Gundersen Postulates Unit 3 Explosion May Have Been Prompt Criticality in Fuel Pool from Fairewinds Associates on Vimeo.
As WSWS notes:
Arnie Gundersen of Fairewinds Associates, who has spent 39 years working in the nuclear industry and now acts as an expert witness, has suggested that the explosion in Number 3 building at Fukushima on March 14 may have been more serious than has so far been admitted.
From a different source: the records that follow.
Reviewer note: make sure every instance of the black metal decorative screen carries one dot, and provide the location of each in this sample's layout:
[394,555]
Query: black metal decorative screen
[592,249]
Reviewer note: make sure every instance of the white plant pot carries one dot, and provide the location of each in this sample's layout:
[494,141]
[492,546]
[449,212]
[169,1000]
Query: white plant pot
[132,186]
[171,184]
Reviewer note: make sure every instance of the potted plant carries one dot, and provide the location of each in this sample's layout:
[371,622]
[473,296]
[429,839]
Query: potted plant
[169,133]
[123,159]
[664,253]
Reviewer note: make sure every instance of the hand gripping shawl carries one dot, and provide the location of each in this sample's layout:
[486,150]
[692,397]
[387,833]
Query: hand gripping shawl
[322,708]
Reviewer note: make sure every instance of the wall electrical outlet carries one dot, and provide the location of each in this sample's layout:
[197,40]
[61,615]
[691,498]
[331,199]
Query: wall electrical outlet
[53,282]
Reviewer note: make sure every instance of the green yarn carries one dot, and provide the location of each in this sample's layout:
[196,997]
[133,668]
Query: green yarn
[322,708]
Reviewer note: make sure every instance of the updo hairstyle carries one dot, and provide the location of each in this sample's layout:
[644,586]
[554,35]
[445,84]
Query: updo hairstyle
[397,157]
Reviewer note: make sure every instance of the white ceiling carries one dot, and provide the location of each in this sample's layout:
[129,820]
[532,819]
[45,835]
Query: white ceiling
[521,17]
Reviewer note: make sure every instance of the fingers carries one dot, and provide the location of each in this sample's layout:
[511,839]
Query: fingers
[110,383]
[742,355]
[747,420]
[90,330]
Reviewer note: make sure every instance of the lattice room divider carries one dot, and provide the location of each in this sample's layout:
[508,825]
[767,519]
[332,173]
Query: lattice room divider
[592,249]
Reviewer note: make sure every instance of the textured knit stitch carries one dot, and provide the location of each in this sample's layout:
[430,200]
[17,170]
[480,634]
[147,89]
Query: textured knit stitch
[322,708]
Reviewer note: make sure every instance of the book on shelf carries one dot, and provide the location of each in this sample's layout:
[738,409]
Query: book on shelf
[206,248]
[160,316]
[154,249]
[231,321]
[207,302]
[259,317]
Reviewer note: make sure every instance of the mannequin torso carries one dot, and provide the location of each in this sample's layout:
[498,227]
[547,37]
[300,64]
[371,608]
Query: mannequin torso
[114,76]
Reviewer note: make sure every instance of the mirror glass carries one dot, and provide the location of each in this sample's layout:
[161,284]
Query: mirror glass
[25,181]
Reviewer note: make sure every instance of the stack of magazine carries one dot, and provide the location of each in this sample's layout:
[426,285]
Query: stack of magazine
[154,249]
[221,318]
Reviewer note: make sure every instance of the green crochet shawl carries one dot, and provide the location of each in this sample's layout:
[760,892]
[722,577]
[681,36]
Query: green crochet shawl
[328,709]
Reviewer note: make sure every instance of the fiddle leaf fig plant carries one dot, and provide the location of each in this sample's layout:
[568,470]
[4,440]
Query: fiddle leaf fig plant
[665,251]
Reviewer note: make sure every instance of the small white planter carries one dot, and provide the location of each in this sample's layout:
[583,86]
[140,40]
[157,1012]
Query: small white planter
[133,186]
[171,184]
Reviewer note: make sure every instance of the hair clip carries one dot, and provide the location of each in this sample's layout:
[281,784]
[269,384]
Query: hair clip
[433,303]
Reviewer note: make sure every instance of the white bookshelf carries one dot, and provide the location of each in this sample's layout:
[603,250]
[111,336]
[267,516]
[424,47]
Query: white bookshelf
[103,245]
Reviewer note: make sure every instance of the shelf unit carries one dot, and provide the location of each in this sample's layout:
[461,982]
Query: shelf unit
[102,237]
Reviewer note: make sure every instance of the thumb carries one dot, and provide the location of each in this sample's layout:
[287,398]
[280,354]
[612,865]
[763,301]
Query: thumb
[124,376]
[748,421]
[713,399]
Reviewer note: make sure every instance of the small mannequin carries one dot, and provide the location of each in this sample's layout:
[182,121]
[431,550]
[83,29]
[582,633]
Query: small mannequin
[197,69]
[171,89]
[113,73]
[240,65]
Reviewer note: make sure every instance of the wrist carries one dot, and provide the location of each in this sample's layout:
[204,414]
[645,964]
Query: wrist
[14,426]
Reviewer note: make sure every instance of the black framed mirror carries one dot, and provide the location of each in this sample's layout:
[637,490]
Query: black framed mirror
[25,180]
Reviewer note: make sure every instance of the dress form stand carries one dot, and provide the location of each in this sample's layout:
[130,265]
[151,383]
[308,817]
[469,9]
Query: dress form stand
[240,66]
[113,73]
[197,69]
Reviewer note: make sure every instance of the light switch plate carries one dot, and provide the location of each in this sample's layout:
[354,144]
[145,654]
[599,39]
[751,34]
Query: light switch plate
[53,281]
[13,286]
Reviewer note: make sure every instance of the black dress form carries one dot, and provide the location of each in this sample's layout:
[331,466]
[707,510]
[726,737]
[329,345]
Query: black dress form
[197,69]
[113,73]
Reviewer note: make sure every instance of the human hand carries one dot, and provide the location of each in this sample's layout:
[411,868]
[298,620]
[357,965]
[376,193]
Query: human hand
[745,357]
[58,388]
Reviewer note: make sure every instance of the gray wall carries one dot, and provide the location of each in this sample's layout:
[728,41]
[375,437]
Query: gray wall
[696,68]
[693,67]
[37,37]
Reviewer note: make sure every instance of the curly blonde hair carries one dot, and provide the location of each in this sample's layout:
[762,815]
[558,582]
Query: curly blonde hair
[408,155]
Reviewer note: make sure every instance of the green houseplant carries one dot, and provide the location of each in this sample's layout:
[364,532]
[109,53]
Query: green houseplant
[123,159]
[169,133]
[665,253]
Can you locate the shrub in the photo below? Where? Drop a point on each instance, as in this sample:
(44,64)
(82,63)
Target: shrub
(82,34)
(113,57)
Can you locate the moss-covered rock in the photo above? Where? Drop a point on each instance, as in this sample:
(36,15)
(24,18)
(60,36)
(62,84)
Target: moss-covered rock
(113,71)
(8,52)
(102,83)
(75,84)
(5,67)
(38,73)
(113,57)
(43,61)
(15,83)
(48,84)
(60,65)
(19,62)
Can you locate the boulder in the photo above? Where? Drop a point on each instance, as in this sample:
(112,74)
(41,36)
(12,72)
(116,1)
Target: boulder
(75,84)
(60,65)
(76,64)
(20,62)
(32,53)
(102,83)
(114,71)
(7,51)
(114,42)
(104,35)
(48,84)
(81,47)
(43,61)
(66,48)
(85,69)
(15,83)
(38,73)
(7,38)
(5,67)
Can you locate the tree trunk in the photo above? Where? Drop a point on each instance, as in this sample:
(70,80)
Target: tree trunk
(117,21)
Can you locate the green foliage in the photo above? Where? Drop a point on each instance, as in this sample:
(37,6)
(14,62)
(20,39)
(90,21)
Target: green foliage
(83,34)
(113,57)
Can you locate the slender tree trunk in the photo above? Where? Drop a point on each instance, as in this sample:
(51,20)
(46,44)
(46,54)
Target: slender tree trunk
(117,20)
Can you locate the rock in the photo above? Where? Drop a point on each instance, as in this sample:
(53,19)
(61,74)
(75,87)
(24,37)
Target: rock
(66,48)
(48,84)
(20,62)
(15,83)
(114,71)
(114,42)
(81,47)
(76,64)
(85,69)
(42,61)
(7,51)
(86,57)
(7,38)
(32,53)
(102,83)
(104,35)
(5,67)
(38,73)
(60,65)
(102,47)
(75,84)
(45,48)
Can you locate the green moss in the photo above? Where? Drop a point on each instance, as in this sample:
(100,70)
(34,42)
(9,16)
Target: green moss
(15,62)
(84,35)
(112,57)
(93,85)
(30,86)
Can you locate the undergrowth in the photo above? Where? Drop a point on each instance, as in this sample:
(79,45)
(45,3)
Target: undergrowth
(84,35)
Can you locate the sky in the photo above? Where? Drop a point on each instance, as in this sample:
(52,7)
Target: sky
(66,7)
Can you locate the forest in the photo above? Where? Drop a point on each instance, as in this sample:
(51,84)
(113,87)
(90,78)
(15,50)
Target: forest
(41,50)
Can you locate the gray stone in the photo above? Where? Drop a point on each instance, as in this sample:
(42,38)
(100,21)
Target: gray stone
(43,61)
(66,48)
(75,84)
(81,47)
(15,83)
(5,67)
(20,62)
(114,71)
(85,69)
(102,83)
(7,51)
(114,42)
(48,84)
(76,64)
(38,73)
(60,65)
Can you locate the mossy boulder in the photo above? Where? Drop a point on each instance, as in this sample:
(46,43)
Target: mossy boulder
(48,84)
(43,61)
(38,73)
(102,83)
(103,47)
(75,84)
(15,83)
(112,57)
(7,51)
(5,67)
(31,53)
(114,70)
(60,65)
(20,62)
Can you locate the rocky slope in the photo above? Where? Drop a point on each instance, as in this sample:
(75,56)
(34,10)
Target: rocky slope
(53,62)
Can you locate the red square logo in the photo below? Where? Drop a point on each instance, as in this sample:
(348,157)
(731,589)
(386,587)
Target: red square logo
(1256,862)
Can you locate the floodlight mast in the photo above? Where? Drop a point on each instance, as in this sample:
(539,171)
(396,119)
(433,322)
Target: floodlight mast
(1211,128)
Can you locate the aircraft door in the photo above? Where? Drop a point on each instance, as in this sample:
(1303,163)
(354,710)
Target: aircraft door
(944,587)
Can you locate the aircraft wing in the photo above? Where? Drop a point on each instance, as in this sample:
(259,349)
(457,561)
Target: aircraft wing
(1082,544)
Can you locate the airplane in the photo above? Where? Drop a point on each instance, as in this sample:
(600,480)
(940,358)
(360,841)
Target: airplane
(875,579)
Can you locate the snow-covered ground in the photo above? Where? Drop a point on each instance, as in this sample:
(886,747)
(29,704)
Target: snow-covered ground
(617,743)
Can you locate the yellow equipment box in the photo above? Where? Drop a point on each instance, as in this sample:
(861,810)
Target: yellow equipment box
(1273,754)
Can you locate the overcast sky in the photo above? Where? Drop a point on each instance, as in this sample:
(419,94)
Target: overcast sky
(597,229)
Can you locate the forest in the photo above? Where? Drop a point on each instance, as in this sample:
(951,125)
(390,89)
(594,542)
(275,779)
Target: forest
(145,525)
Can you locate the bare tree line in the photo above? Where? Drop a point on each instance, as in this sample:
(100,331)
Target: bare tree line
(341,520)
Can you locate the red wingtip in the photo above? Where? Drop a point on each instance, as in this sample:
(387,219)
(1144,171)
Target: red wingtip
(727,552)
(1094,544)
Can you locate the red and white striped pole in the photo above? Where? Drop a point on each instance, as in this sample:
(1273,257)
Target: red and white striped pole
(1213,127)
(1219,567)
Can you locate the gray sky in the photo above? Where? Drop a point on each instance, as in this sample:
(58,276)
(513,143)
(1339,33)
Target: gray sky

Gundersen argues that an initial hydrogen explosion caused a prompt criticality in the spent-fuel rod pool at the top of the Number 3 reactor building. Prompt criticality is the term used in the nuclear industry for an exponential increase in the number of fission events. That is to say a runaway nuclear chain reaction may have taken place in the spent fuel rods.
Gundersen postulates that the upward vector, the upward thrust, from the explosion in Building 3 may have been sufficient to carry radioactive isotopes from the fuel rods into the atmosphere and to disperse them over many thousands of miles. He points out that uranium has been found on Hawaii, americium has been found in New England and plutonium dust has been found on the Fukushima site. These latter elements are transuranic, i.e. heavier than uranium, and indicate that nuclear fuel was volatilized at Fukushima.
Reactor 4
The building housing reactor 4 is leaning, and Tepco is attempting to shore it up so it doesn't fall over:
http://www.youtube.com/watch?v=Dxbm7iJTT8U&feature=player_embedded
 

Very high radiation levels were showing up in the containment vessel of reactor 4, even though that reactor was supposedly shut down before the earthquake. Since I posted that article, the Japan's nuclear agency has removed all readings for reactor 4.